Inside PacketLens: how we use nDPI for real-time application visibility
How PacketLens layers nDPI deep packet inspection with TLS SNI product detection and passive DNS verification to classify over 99% of live network flows — with live Grafana screenshots from a real wifi capture.
Deep packet inspection feels like a solved problem until you sit in front of a real network and try to answer one question: what is actually flowing through it, right now? Most connections are TLS. QUIC is taking over from TCP. SNI is about to be encrypted by Encrypted Client Hello. Port 443 means nothing. A signature-only DPI engine staring at this traffic will shrug at half of it.
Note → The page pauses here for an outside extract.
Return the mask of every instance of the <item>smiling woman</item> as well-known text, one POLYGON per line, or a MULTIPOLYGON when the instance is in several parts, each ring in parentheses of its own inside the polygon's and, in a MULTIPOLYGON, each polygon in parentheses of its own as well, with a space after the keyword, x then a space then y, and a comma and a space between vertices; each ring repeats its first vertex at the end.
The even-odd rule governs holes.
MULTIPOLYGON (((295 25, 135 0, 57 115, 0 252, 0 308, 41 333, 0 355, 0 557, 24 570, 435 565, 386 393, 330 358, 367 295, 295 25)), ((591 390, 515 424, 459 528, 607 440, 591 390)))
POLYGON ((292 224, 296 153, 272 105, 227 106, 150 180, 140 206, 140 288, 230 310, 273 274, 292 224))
PacketLens answers that question by layering four signals on top of each other — classic DPI, port heuristics, TLS SNI, and passive DNS. Each one catches what the previous one missed. The result is a live Grafana dashboard where, on a normal laptop’s wifi interface, less than one percent of flows end up labelled “unknown”.
At a glance
- What it is: PacketLens is an open-source deep packet inspection and observability stack for FD.io VPP, built on top of nDPI (450+ protocols, LGPL).
- How it classifies: four stages — nDPI signatures, port/heuristic giveup, TLS SNI override, and passive DNS verification — each correcting or sharpening the previous.
- What it produces: per-flow labels (app, category, method) exported as Prometheus metrics from VPP’s stats segment, with a ready-made Grafana dashboard.
- Measured on live wifi: under 1% of flows unclassified, with AI products like Claude, ChatGPT, and Gemini correctly identified via their plaintext TLS SNI.
- Performance target: under 8 ns of overhead per cached packet, inline on the VPP forwarding path — no mirror port, no separate appliance.
This post is a tour of that pipeline and the dashboard it drives. Every screenshot below was taken minutes ago on a regular home wifi connection, while Playwright drove a browser through YouTube, Claude, ChatGPT, Gemini, GitHub, Spotify, Cloudflare, Netflix, Hacker News, and Reddit.

Why nDPI
nDPI is the deep packet inspection library behind ntopng, Suricata, pfSense, Arkime, and a long list of other network tools. It ships signatures for roughly 450 protocols and applications — HTTP, DNS, TLS, QUIC, SIP, RTP, SSH, BitTorrent, Zoom, YouTube, Netflix, Spotify, a hundred SaaS products, all the way down to obscure gaming protocols. It’s LGPL-licensed, maintained by ntop, and fast: classification for a single flow typically converges in the first three to eight packets.
What nDPI alone cannot do:
- Recognise every new SaaS that launched last week. Its signature database ships updates, but there’s always a lag.
- Tell you which product inside a shared platform a flow belongs to. A TLS connection to Google might be YouTube, Gmail, Drive, Meet, or Gemini — all of those are “Google” to the TLS stack.
- Survive when the traffic has no distinguishable fingerprint — generic CDN-fronted TLS looks like generic CDN-fronted TLS whether it’s carrying a corporate intranet or an obscure AI service.
PacketLens treats nDPI as the foundation and then refines its verdicts with cheap, passive signals that the flow itself is already giving away.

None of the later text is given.